I meant the jump from Skylake to Golden Cove. I think it was over 40% if memory serves. BTW, I just encoded a 4K 60 FPS video with Handbrake x265 with HT on and HT off.
HT off results:
HT on results:
So HT on completed the task 8.7% faster. Doesn't seem like much until you realize that this workload pegged all 32 threads on my CPU at 100% load, and with HT off, all 24 threads were also pegged to 100%.
This is a highly threaded workload of course, but my point is that having HT on still made the CPU notably faster and more efficient against 24 physical cores.
You are doing that test in isolation of two things that are being proposed: 1) The P cores gain back the transistors used to support HT and spend that on ST improvement. 2) Some (in this case, a pair) of the P cores are replaced with E-cores.
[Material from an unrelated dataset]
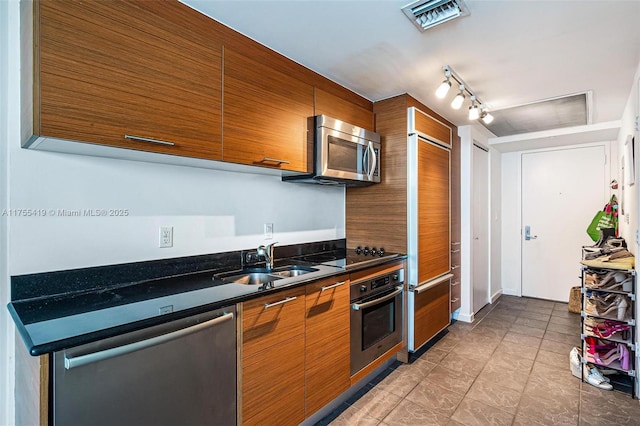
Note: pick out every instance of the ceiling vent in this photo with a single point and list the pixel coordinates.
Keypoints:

In your case, you have 8 P cores performing at speed 1, 16 E cores performing at speed ~.7, and 8 HT threads performing at about .1 exchange two of those P cores for 8 more E cores. Use the available transistors from HT to instead make the P cores 10% faster. That gives you 6 * 1.1=6.6, 24 * .7= 16.8 with a total of 23.4. Your current processor has 8 + 11.2 + (8 * .1)=20
Those are rough numbers, and are highly situationally dependent, but, the point is that by sacrificing 2 performance cores and HT on the performance cores, you gain space for 8 additional E cores. That's exchanging two hardware cores for 8 that are roughly 70% as good. You also gain performance on the P cores. Now, you also have a processor that is even faster in lightly threaded loads, including games if that's important to you, and also faster in heavy MT loads.
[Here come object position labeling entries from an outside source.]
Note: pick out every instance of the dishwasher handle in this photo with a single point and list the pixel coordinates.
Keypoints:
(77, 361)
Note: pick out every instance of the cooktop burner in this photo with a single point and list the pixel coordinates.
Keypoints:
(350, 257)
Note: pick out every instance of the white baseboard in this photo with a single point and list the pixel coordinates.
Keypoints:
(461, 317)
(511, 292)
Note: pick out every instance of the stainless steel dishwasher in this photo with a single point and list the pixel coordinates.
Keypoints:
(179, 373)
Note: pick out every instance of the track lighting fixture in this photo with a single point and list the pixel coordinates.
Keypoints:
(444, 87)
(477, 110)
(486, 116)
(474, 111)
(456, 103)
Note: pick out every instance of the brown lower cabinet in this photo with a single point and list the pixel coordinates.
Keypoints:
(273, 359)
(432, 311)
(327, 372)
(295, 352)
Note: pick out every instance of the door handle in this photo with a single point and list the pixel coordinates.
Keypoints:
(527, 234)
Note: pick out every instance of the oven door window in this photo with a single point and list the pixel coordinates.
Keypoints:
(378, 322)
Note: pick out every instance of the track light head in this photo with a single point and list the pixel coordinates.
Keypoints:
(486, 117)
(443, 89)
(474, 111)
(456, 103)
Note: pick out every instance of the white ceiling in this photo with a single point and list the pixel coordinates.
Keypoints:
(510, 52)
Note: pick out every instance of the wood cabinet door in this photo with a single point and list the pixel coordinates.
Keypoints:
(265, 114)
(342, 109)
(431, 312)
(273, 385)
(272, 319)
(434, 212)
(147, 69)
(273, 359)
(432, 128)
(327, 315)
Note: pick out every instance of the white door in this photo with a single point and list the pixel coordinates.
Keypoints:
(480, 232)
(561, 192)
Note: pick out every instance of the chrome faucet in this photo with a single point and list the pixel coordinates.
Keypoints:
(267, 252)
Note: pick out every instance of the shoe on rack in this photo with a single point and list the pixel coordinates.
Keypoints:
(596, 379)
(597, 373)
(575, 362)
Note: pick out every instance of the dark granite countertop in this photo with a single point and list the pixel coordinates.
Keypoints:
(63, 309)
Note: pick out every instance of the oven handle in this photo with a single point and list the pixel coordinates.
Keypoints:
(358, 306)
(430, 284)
Your performance hit for disabling HT doesn't take into account the fact that the P cores would be FASTER without the HT circuitry, not because the HT circuitry itself imposes a significant penalty by it's existence, but because it takes up space and transistor budget that could go towards making the processor itself inherently faster for single threaded work. Consequently, they would have lower resource utilization, but, they would also generate less heat per unit of work performed in ST (unused resources are power gated in modern processors). That can be demonstrated now by disabling HT in most any modern processor and watching it's power draw and heat dissipation drop because it's using less of it's internal resources each clock. This means MORE power budget for the rest of the processor and the ability to sustain higher all-core clocks under load.